The European Food Safety Authority arranged this meeting, with about 60 participants, mainly from industry, to gather first views and inputs on the EFSA 2018 Guidance on risk assessment of the application of nanoscience and nanotechnologies in the food and feed chain: Part 1, human and animal health’. 

The input provided to EFSA from the participants will be used by EFSA to revise and update the guidance document which will then be published, likely by the end of 2019, or early 2020 as a final EFSA GuidanceEFSA also informed that Part 2 Environmental aspects, had been delayed but that the work was in progress.
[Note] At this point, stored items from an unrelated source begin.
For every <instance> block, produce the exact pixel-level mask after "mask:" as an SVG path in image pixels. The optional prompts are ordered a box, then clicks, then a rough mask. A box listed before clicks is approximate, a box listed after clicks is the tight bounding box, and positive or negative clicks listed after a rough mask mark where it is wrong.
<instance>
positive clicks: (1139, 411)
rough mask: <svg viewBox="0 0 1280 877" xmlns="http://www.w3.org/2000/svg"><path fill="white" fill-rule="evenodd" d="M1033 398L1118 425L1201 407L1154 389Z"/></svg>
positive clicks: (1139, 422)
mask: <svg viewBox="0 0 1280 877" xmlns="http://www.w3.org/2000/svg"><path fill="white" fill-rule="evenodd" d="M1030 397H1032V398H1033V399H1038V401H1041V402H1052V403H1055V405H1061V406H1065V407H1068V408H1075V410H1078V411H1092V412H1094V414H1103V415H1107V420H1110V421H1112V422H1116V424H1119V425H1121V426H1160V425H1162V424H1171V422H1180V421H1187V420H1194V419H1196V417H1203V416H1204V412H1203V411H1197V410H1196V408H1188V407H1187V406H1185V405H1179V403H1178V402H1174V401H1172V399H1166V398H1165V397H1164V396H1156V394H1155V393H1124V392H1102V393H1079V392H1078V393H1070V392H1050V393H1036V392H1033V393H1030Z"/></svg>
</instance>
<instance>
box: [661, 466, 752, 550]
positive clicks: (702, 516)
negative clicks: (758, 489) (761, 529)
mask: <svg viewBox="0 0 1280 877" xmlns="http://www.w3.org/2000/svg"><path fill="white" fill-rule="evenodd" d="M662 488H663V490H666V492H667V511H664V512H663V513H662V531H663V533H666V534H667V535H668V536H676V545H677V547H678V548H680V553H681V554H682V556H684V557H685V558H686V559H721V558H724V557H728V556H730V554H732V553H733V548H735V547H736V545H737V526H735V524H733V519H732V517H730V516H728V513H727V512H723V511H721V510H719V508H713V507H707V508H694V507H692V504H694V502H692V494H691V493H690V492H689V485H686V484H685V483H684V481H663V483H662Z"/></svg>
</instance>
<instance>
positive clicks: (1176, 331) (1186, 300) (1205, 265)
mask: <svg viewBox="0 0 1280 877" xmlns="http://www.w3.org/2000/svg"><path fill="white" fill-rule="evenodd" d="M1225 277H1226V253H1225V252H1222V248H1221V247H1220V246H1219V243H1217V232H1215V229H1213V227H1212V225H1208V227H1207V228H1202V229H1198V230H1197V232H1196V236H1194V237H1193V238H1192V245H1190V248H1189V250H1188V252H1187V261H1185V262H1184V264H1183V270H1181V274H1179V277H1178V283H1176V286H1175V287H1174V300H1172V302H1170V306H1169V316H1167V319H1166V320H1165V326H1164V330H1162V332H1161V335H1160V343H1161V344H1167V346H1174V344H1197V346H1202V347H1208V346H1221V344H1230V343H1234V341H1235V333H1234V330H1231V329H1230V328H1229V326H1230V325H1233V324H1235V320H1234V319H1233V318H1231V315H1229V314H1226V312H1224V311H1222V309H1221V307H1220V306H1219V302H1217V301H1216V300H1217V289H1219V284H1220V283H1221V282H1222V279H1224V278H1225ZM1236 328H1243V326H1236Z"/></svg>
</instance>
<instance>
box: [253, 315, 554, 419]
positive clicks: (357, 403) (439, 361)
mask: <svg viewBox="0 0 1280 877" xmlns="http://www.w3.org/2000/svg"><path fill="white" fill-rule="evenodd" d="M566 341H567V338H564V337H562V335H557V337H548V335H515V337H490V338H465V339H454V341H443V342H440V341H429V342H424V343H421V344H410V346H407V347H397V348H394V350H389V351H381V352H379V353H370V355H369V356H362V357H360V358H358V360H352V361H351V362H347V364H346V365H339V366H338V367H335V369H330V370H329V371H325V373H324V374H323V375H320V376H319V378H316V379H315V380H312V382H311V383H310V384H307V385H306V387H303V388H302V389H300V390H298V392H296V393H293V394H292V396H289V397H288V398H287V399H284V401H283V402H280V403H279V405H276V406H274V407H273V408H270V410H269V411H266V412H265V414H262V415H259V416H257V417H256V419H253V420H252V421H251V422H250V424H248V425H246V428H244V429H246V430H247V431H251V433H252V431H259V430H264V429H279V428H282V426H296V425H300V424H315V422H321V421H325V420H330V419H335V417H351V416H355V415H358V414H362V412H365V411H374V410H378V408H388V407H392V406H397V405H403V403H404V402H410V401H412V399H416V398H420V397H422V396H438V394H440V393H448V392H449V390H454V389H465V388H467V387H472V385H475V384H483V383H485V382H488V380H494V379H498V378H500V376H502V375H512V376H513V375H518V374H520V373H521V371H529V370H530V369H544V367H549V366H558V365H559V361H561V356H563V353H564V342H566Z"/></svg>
NIAs’ David Carlander gave a presentation (Bottlenecks faced in the industry and multi-disciplinary approach in risk assessment of nanomaterials: A Regulatory perspective) where e.g. the lack of standardised methods and lack of service providers where mentioned. The NIA presentation, and all others, as well as the programme is published on the EFSA website.

 

Due to the definition of engineered nanomaterials in the food area, where there is no threshold, EFSA is taking a very broad interpretation on who should apply the nanomaterial guidance. EFSA states in the guidance ‘…a small fraction (<50%) is always expected to be present with at least one dimension below 100 nm…’ and this would imply that all solid materials would be considered to fall under the guidance, without being considered as being ‘engineered’.  Participants were informed that EFSA is expecting a new request from the European Commission (DG SANCO) to provide a guidance for ‘powders’ where the intention is that anyone working with ‘powders’ need to assess the size of their products, and should they be in the nanoscale, they should follow the nanomaterial guidance. 

 

presentation by Klaus Weber (AnaPath) and Nils Kruger (Evonik) showed how some poorly prepared and reviewed publications in academic papers can be very detrimental to industry and be very costly to refute. The example they presented was a 2014 study from van der Zande et al on oral nanostructured silica exposure in rats. Weber et al published a 2017 paper where they showed deficiencies in the 2014 paper. As expected, refuting an already published paper requires expertise as well as resources, and the damage on products is not easily remedied.